• Kyodo


Canada has urged China to release two high-profile Canadian detainees and grant clemency to several other Canadians sentenced to death by Chinese courts, the Canadian Foreign Ministry said Wednesday.

Foreign Minister Francois-Philippe Champagne told his Chinese counterpart Wang Yi during talks in Rome on Tuesday that the cases of former diplomat Michael Kovrig and businessman Michael Spavor remain a top priority for the Canadian government.

Their arrests have been widely viewed as retribution for Canada’s detainment at the request of the United States of Meng Wanzhou, chief financial officer of Chinese tech giant Huawei Technologies Co, in late 2018.

“Canada continues to call for immediate consular access to Mr. Kovrig and Mr. Spavor. China’s actions are in violation of the Vienna Convention on Consular Relations,” Champagne said in a statement issued after meeting, which took place on the sidelines of Wang’s visits to Italy, the Netherlands, Norway, France and Germany.

“Canada continues to call on China to immediately release both men and to grant clemency to all Canadians facing the death penalty in China. The minister also raised a number of areas of disagreement where Canada continues to make its positions very clear,” the statement read.

Wang said two countries have run into serious difficulties since Canada arbitrarily detained a Chinese citizen.

“The one who started the trouble should end the trouble,” he said in a statement issued by China’s Foreign Ministry.

“We hope the Canadian side will bear the gesture of a sovereign state and make a decision soon, getting rid of the main obstacle affecting the development of China-Canada ties.”

Without naming the citizen, Wang was apparently referring to Meng, who was detained in Vancouver in December 2018 and is awaiting extradition to the United States, which has targeted Huawei over perceived national security threats.
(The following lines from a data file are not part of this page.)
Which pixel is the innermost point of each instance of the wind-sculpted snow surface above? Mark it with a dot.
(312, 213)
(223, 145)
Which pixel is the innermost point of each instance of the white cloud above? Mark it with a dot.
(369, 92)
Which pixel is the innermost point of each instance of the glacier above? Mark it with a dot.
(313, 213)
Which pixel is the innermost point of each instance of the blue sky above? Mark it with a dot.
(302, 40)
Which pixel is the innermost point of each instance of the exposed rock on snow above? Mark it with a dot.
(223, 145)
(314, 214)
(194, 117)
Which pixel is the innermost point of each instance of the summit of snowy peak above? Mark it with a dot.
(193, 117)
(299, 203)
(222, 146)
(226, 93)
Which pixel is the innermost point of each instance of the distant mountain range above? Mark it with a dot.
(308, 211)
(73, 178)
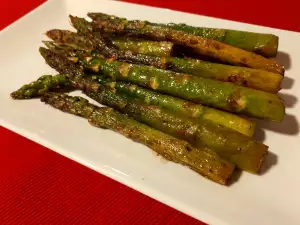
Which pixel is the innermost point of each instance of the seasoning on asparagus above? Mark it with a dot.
(203, 161)
(43, 84)
(259, 43)
(183, 107)
(248, 77)
(239, 149)
(208, 92)
(235, 147)
(154, 48)
(208, 47)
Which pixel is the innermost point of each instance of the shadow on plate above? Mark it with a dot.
(284, 59)
(289, 100)
(289, 126)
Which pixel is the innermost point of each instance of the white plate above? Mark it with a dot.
(272, 198)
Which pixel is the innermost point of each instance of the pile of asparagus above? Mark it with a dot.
(178, 89)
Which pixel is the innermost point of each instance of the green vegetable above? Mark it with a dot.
(240, 149)
(183, 107)
(221, 95)
(263, 44)
(80, 42)
(203, 161)
(208, 47)
(43, 84)
(253, 78)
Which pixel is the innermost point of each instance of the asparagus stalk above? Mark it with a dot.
(42, 85)
(154, 48)
(221, 95)
(241, 150)
(263, 44)
(208, 47)
(203, 161)
(183, 107)
(253, 78)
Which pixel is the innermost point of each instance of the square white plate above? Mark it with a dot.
(272, 198)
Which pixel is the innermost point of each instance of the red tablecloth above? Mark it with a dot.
(38, 186)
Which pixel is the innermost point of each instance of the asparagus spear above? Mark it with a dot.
(208, 47)
(238, 148)
(221, 95)
(203, 161)
(183, 107)
(253, 78)
(154, 48)
(43, 84)
(263, 44)
(179, 106)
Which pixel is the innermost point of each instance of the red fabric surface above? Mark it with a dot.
(38, 186)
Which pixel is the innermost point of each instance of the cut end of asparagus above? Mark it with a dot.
(61, 64)
(58, 83)
(80, 24)
(203, 161)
A Canadian Federal Court last week ruled against Meng, whose extradition trial is reportedly set for February, on her requests to see un-redacted documents from the Canadian spy agency related to her arrest.

China arrested Kovrig and Spavor shortly after Meng’s arrest. They were indicted in June for spying in China to obtain state secrets and intelligence.

Canada’s relationship with China has worsened following the reciprocal detentions, before it fell further after China imposed a national security law in Hong Kong, threatening freedoms and rights in the territory. Canada was among seven Western countries who subsequently suspended their extradition agreements with Hong Kong.